Some investors may even rethink the “board model” entirely. “I am 100% pro-governance, but not always 100% pro-board . . . can we do better?” said Sheila Gulati, co-founder and managing director at Tola Capital. “What are the protections that investors who aren’t on the board can require and what of other stakeholders like employees? AI needs to be a harmonic combination of science and business. Researchers are the inventors and should as a group not be dismissed from leadership positions, including boards.”

I suspect the initial investors went along with [OpenAI’s] nonprofit structure to gain access to the investment opportunity. Jason Schloetzer

Added Christian Noske, a partner at NGP capital, on a slightly more measured note: “Most boards are unfortunately detracting value — as we’ve seen now in the situation with OpenAi. Nonstandard governance structures are always a concern for investors, but they’re being accepted in hot deals and market environments. Overall, OpenAI’s governance structure is not aligned with the nature of venture capital as we know it. At the same time, if we look at the other end of the spectrum, Robert Bosch is over 127 years old and has a somewhat similar governance structure to OpenAI — and it’s served them well. Savvy investors treat every business differently and know not to impose things on them.”

We asked Jason Schloetzer, an associate professor at Georgetown University’s McDonough School of Business (yes, the same Georgetown that pays Toner’s salary), whether what happened at OpenAI will shake confidence in researcher- or ethicist-led AI companies. Will investors want more commercial-oriented folks heading companies’ boards if they’re to invest?

Schloetzer doesn’t anticipate much will change in this department, positing that researchers and ethics experts will continue to sit next to capital providers to round out boardroom discussions. But he said he expects investors’ appetite for nonprofit-governance-associated risk specifically to diminish.
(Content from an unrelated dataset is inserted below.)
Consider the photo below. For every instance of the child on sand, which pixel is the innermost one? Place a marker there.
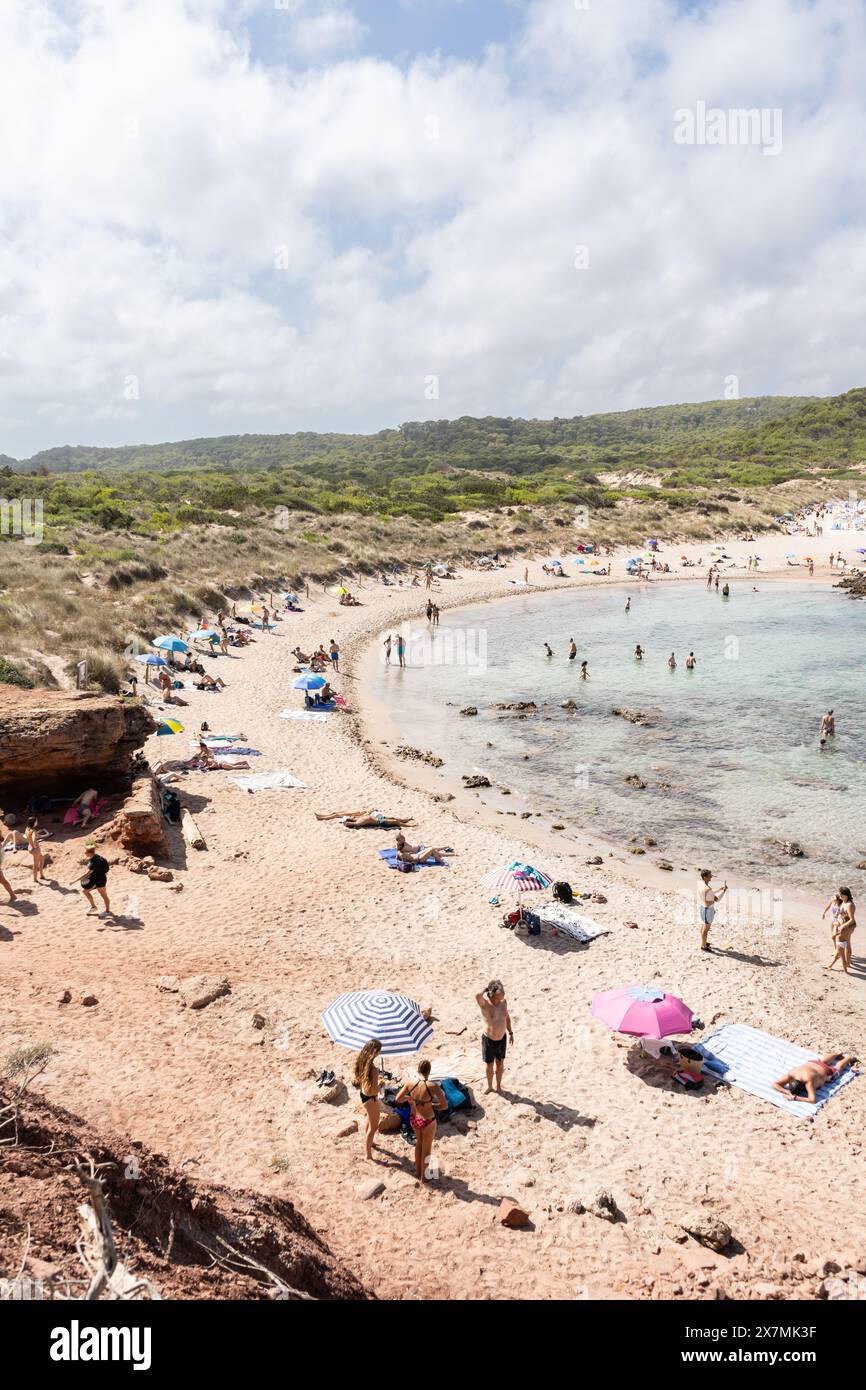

“I suspect the initial investors went along with [OpenAI’s] nonprofit structure to gain access to the investment opportunity,” Schloetzer said. “The thinking could’ve been that if these investments bore fruit — which they did beyond initial beliefs — the nonprofit structure would be able to flex or even completely change. That didn’t happen; the original board stuck to the original beliefs, which they have every right to do. And this is the result: A split between profit-oriented and mission and safety-oriented motivations. In the future, capital will flow to this kind of mission and safety-oriented motivation only if it believes in the mission and not if it believes the mission can eventually be changed.”

Could OpenAI sour investors’ opinions on boards altogether? Perhaps. Jo-Ellen Pozner, an associate professor of management at the Leavey School of Business at Santa Clara University, thinks so. And, she says, it’ll be to investors’ detriment.
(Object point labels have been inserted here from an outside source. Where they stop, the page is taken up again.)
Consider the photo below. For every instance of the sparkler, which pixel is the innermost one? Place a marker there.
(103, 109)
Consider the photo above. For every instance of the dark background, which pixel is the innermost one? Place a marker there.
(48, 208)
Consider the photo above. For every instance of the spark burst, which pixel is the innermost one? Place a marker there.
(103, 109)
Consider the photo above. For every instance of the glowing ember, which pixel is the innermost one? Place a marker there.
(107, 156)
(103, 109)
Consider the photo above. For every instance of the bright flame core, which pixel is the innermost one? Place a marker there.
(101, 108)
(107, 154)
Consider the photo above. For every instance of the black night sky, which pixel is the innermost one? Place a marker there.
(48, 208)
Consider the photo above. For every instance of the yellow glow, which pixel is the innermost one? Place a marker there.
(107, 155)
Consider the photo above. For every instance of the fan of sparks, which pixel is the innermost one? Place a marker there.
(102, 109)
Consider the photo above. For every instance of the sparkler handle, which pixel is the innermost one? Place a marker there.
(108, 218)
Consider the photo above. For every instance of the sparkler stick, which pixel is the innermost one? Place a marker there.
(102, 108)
“I think investors may become more wary of investing in firms with strong boards, which is really to their disadvantage,” she told TechCrunch+ in an email. “Boards of directors are in place to put a rein on managerial behavior. If it’s the case that Altman was preventing the board from enacting proper monitoring in pursuit of responsible AI development, it may have been right to shake things up, even if its implementation — from timing to stakeholder engagement to public messaging — was awful. If the lesson from OpenAI is that strong governance can destroy companies, we’re all in trouble; good companies need good governance to thrive and meaningful stakeholder responsibility can only be achieved through the determination of governance.”

Pozner struck somewhat of a hopeful tone, though, making the case that not all investors are pure profit maximizers or shareholder-value maximizers, and that these investors still want experts, researchers and ethics-minded players to run organizations.

“Investors with profit-maximizing motives will always want commercially minded folks with their hands on the wheel,” she said. “[But] good governance creates good business as a general rule, and perhaps even more so when so much is at stake.”

It might not be long before OpenAI puts that theory to the test.